You are here:
High Frequency Values Alert
High frequency values indicate that most values in a variable are in the same category. It indicates that the variable provides little predictive value and can limit its contribution to the model.
Actions to Consider
Update the variable with a more even distribution of data values. Alternatively, consider removing the variable from the model.
Detection Methodology
Model Builder displays an alert for a variable when a single value in the dataset occurs at least 90% of the time (relative frequency of 0.9 or higher).
Example
An e-commerce retailer wants to predict its customers' propensity to buy a brand across different regions. To achieve this, the retailer builds a regression model with these input variables.
- product ID
- customer ID
- sales channel
- frequency of purchase
- region
After model training, an alert displays because the data indicates that 95% of customers who are likely to purchase the brand are in the USA, and only 5% are in Canada. The model assumes that the USA is the best region for the brand's customers.

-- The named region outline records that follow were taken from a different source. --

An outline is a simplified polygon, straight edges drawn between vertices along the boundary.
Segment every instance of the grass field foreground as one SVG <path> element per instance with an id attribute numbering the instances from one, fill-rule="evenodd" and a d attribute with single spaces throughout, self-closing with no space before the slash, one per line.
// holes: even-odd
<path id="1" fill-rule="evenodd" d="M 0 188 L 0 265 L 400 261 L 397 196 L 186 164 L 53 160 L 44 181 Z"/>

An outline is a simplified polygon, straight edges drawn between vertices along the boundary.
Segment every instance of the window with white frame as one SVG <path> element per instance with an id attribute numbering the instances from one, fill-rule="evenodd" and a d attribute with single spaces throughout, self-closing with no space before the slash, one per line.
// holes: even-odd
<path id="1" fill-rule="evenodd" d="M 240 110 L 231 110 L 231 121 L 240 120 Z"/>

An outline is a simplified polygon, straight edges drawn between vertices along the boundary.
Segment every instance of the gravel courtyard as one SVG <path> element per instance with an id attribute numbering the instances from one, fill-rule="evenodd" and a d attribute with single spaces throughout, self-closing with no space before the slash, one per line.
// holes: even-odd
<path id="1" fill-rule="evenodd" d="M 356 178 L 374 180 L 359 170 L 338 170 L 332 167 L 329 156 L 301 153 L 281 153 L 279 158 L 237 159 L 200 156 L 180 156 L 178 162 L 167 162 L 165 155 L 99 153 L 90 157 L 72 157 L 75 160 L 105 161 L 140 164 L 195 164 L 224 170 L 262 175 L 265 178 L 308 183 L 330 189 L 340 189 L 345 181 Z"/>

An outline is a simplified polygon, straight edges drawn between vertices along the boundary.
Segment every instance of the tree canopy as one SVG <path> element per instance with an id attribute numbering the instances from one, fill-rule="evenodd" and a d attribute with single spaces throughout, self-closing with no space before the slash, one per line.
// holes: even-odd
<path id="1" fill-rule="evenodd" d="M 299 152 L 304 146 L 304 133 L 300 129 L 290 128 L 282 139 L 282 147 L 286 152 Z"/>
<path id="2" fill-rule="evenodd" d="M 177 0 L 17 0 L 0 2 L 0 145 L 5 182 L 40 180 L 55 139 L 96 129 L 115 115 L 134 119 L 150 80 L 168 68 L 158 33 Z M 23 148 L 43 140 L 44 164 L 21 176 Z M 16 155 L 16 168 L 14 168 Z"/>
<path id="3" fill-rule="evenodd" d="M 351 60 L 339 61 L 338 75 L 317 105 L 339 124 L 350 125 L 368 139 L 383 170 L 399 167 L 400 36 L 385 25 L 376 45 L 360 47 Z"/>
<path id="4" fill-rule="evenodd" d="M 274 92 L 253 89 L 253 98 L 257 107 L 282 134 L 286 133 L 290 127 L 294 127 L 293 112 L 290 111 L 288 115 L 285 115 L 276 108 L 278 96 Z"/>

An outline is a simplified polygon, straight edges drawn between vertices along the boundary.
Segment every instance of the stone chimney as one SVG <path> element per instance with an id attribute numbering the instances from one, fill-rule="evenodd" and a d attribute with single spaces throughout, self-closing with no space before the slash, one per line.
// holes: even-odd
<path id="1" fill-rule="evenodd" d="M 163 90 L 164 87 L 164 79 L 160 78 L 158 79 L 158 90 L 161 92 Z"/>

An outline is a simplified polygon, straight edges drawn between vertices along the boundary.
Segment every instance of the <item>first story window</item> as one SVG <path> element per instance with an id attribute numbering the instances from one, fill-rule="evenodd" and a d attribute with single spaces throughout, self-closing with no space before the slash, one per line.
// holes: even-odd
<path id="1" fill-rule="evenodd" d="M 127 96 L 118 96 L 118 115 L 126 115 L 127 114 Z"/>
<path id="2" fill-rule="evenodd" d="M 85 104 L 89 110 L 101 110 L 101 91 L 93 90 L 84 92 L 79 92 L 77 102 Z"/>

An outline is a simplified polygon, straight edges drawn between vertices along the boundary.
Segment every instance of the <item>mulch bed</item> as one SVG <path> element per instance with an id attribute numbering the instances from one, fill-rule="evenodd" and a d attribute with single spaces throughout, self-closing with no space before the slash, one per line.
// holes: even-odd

However, because the "region" variable has low variability, this variable isn't meaningful for predictions. To resolve the issue, here are some actions to consider.
- Use one value and remove the less dominant one. For example, consider customer data for the USA and not Canada. Or, else remove the "region" variable from the dataset.
- Retrain the model with an updated dataset that has a better representation of data values for other regions in addition to the USA.